The scent of desert air filled the road and only the stars remained stationary, yet even they danced merrily to the whispered rhythm of the wheels. Streetlights whisked stretched paintbrush lines of light across the curves of the car. Megan held tighter to her backpack with one hand and reached the other gingerly over her head. The sensation of the air rushing through her fingers felt amazing. She could understand why Alex wanted a car like this.

“How are you doing?” she asked. The sound of the wind roared at the edges of Megan’s hearing, but Alex didn’t have to raise her voice much to be heard.

“It’s been a weird few days,” Megan said.
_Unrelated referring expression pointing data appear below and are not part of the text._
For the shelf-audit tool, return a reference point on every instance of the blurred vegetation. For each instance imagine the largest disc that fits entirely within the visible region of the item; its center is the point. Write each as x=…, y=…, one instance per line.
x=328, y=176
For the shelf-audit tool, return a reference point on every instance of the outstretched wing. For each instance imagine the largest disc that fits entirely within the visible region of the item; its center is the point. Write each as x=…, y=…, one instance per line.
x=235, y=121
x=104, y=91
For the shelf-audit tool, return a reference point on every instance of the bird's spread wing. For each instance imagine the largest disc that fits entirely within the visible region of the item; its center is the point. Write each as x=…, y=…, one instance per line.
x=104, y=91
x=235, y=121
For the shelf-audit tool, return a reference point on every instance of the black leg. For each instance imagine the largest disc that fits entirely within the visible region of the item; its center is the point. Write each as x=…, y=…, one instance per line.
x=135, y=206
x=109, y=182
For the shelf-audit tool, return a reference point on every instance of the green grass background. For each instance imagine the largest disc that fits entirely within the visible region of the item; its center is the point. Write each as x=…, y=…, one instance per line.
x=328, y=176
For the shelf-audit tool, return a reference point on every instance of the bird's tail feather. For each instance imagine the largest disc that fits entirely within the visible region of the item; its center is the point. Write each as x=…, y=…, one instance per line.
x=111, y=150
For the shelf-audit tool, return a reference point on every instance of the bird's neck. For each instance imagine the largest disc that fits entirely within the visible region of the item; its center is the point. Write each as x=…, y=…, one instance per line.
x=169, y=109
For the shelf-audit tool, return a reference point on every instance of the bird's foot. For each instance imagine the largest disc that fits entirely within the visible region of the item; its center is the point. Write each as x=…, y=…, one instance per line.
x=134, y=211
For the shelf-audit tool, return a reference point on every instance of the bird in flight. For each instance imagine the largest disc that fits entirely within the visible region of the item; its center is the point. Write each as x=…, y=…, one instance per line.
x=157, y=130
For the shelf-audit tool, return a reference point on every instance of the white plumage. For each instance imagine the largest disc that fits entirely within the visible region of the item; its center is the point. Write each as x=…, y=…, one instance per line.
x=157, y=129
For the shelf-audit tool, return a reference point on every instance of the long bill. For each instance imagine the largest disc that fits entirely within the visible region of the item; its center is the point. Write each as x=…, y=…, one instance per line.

“Vex tells me that you’ve been suffering the odd visitations since your experience with the houngan,” Alex said. “Stuff in mirrors?”


“Like what?”

Megan paused a moment, thinking back to finally talking to her mirror-haunt in the bathroom. The experience put a shiver through her. The woman in the mirror happened to be a real person. With actual fears and desires, and she even went to ASU. They had classes in common earlier that year. Tiffany asked Megan to keep her a secret a little longer until she could tell her whole story.

Megan couldn’t refuse her that.

“Birds,” she said. “Sometimes people.”

“I know, it’s really scary having some sort of talent,” Alex said. “Yours is the worst. You’re a seer, right? The witches of old often had that. You have to be really careful with it. Mirrors are a sort of portal into other worlds.”

“I get that,” Megan said. “But…my visions don’t come through mirrors. I just see things that aren’t there. Like a bird out of place or a face, a person. What’s the big deal?”

“Things can come through.”

“What kind of things?”

“Bad things. Trust me. Vex and I have had to deal with the stuff behind mirrors before, and it’s not pretty. You be careful with mirrors.” Alex took her eyes off the road to cast a significant look in Megan’s direction.

“I’ll be careful,” Megan said.

“I have an amulet in the car I can give you,” Alex said. “It should close up any mirror you set it near. You can use it until you get stronger.”


They sat quiet for as the car slipped onto the freeway and Alex pressed the gas on. The wind keened.

“I noticed you didn’t say exactly who you saw on the stage tonight,” Alex said. “Who was it?”

“My mom,” Megan said.

Megan looked up into the rear-view mirror and saw the image of dead Tiffany sitting between her and Alex; the image stared back with a quizzical expression.

You know that wasn’t your mother you saw up there,” she said. “It was me.

Megan turned in her seat. “Do you mind if I stand up?”

“Not at all,” Alex said. “Did that the first day I got this baby. Go for it!”

Megan unbuckled her seatbelt, and stood up, keeping one hand tightly on the back of the seat.

The wind rushed caressing fingers through her hair and she closed her eyes, inhaling the night. This had to be what independence felt like—wind, motion, and the empty road easing into the lonely night.